Free the Focus E15 Table

Climate Activists Red Line protest

Back in Westminster, the Campaign Against Climate Change was protesting against the inadequacy of the COP21 Paris deal, which sets the target temperature rise too high and has no way to enforce the measures needed by carrying a ‘red line’ banner across Westminster Bridge.

The protest with a 300 metre length of red cloth and the short rally beforehand emphasized that “the world needs to take urgent action to keep fossil fuels – including shale oil, with fracking now shown to be as dirty as coal – in the ground, or at least only to be extracted as chemical feedstock rather than fuel, and an increased urgency in the transition to renewable energy. While a few years ago that might have seemed expensive and not feasible, the economics of energy generation have changed rapidly with green energy rapidly becoming the cheaper source. But huge vested interests still lie behind the dirty fuel lobby.”
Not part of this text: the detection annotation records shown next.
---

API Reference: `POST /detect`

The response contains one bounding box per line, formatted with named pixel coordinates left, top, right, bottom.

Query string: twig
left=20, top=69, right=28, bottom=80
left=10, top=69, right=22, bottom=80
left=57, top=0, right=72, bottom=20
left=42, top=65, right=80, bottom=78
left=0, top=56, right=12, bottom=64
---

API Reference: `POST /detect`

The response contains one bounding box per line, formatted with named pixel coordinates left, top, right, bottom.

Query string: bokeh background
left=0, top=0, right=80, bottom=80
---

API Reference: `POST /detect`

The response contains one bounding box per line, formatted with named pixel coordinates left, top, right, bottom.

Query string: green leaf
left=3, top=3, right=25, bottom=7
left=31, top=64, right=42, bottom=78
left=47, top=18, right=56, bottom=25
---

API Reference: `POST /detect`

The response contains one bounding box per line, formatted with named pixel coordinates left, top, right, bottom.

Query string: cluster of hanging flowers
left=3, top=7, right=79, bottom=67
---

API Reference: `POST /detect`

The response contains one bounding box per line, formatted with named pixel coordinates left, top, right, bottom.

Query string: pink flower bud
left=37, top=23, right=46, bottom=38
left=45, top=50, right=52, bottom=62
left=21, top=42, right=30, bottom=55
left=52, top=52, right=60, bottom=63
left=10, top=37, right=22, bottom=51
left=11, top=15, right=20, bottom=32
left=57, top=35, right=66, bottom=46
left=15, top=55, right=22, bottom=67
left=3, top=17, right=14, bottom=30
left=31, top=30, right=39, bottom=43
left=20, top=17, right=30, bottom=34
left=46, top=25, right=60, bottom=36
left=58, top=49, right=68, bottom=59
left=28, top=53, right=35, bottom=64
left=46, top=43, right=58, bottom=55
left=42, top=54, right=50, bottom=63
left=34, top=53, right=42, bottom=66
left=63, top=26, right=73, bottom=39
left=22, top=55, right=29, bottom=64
Climate Activists Red Line protest

Christmas Solidarity Vigil for Refugees

As darkness fell, refugees, solidarity campaigners and Syrian activists at a Downing St vigil demanded justice for refugees, opening of EU borders to those fleeing war and terrorism and a much more generous response from the UK government. Six years later many of us remain ashamed and disgusted at the miserable response of the Tory government to refugees from Syria and more recently from Afghanistan. The UK has been so much less generous than many other countries and is increasingly adopting a more hostile attitude to asylum seekers, particularly now those attempting to cross the English Channel.

A strong wind made it difficult to keep the candles for this vigil alight, and though eventually this was solved by using plastic cups as wind shields it made the candles less photogenic.

Christmas Solidarity Vigil for Refugees

Santas in London

While I was photographing the climate protest on Westminster Bridge, a large group of Santas on BMX bikes rode across and I rushed to photograph them. Later I found this was an annual BMX Life Christmas ‘Santa Cruise’ in aid of ECHO, a small charity helping kids with heart conditions.

Later as I walked through Trafalgar Square on my way to catch a bus I came across more Santas, coming to the end of the their ‘Santacon’ which I described a few posts back as a “day-long alcohol-fuelled crawl through London”. I’d been too busy to bother with going to photograph the event earlier in the day, but spent a few minutes taking pictures before seeing my bus approach and running to the stop.

Santas in London


Merry Christmas

Wednesday, December 25th, 2019

BMX riders gathered in Leake At under Waterloo Station in the graffiti-covered tunnel to wait for the start of Santa Cruise 6, a charity ride by santas on BMX bikes raising money for a Children’s Heart Hospital by BMX Life, now in its sixth year.

With best wishes for Christmas and the coming year.